Cortemilia, nei ricordi di Don Carlo

 

"C'è poi chi,come il sottoscritto, ritorna al paesello natio per gustare tutto il sapore di un piccolo mondo ormai antico..."

 

 

 

 

 

Cari amici,
quando leggerete questa lettera le scuole saranno già chiuse e le vacanze aperte. Poi si fermeranno a turno gli uffici, le fabbriche, i negozi per colmare i luoghi cosidetti di villeggiatura e ognuno godrà qualche mese o settimana di meritato dolce riposo. Le mete e i programmi vengono studiati nei minimi particolari tenendo attentamente presenti i modi e i costi. Ecco le preferenze: la montagna, il mare, le colline, i viaggi in patria e fuori, le crociere di acqua, di cielo e di terra, le escursioni private e collettive, le località famose e quelle ancora da scoprire, le nostre ubertose campagne bene reclamizzate dal nascente agri-turismo ecc. ecc.
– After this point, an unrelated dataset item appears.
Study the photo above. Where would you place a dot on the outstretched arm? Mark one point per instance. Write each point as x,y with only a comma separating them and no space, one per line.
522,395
C’è poi chi, come il sottoscritto, ritorna al paesello natio (ndr. si riferisce a Cortemilia, in provincia di Cuneo dove è vissuto sin dai primi mesi di vita) per gustare tutto il sapore di un piccolo mondo oramai antico dove ha succhiato la dolcezza della vita e imparato il valore delle piccole cose guidato teneramente dall’amore di persone care, sempre vive sebbene non ci siano più.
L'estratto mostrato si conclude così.